Foto autobus nuovi ATM Messina - MunicipioMessina. L’Orsa interviene in merito all’annuncio del Sindaco sulla messa in liquidazione di Atm a causa del debito di 50 milioni di euro, accumulato negli ultimi anni, insostenibile dall’Amministrazione comunale. «Avevamo immaginato che le passate gestioni avessero maturato una perdita economica, ma non così grande» è così che si apre la nota stampa del sindacato, nella quale si chiedono alcuni chiarimenti al sindaco De Luca, prima di procedere alla delibera.

«Inutile sottolineare – si legge nella nota – che l’Orsa, durante la gestione Foti, ha assunto il gravoso ruolo di essere l’unica voce della denuncia e del dissenso, subendo le querele intimidatorie dall’allora Direttore generale (assunto senza concorso pubblico) e la persecuzione sistematica dei propri associati. Ci aspettiamo invece l’onesto mea culpa da parte di chi plaudiva tatticamente al “fiore all’occhiello”, sapendo che in realtà si trattava di benessere apparente, garantito sommando debiti su debiti sulle spalle di cittadini e lavoratori».

Ma le richieste dell’Orsa, a questo punto, sono rivolte al Primo Cittadino, che ha annunciato, da qualche ora, l’intento di mettere in liquidazione la partecipata: «Abbiamo l’esigenza di incontrare il Sindaco per dare risposte ai seguenti quesiti:

  •  È risolutivo mettere in liquidazione un’azienda partecipata, Ente strumentale del Comune? Il debito non resterebbe sempre a carico di Palazzo Zanca?
  • Se, come afferma il Sindaco, “la situazione è irrecuperabile”, non si concretizzano le condizioni oggettive del dissesto?

Al punto cui si è giunti, bisogna capire quanto il “Salva Messina” può ancora ambire al suo scopo, ci rendiamo conto che per la politica conclamare il dissesto equivale alla sconfitta su tutti i fronti, ma se il tracollo causato dalle precedenti amministrazioni è irreversibile, il dissesto diventa assunzione responsabilità obbligata che, fra l’altro, chiamerebbe finalmente in causa gli autori dello sfascio».

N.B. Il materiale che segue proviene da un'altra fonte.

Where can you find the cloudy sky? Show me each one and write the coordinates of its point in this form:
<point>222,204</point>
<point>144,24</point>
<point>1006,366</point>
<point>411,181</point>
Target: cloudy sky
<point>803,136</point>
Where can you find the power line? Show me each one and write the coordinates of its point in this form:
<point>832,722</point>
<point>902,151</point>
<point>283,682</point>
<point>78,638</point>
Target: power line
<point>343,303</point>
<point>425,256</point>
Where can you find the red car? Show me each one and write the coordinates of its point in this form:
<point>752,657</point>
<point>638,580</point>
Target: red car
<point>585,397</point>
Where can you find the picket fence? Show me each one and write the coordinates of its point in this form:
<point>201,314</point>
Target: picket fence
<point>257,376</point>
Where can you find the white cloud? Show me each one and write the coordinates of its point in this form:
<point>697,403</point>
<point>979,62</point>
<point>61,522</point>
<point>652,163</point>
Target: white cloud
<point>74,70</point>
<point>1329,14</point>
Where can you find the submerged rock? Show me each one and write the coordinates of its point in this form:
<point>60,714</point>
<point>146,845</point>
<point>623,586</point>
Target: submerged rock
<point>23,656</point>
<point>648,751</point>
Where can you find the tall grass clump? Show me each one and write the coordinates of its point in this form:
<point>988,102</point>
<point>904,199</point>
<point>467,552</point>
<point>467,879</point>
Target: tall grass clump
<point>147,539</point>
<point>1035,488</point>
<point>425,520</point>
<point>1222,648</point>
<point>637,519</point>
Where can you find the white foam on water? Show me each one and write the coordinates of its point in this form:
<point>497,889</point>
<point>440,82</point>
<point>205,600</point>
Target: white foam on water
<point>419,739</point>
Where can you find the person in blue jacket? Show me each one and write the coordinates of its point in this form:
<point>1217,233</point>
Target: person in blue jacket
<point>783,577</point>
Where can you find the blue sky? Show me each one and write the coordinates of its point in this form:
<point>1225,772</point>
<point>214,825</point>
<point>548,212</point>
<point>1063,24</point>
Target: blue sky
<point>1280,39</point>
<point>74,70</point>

Il sindacato definisce “frettolosa” la scelta della liquidazione: «Il Sindaco – si legge nella nota –  prima di intraprendere qualsiasi azione, deve usare il buon senso istituzionale di consultare le parti sociali, anche quelle che come l’Orsa non hanno sottoscritto il “Salva Messina”, e porre la questione all’attenzione del Consiglio Comunale, eletto dai messinesi al pari del primo cittadino».

Da ciò scaturisce l’invito, presentato al Primo Cittadino in conclusione della nota stampa, di fissare per lunedì prossimo, al posto della procedura di delibera, l’incontro con le parti sociali per fornire dettagli e certificazioni di quanto ha denunciato sui social: «Si apra il confronto e ognuno si assuma le responsabilità di pertinenza: passate, presenti e future».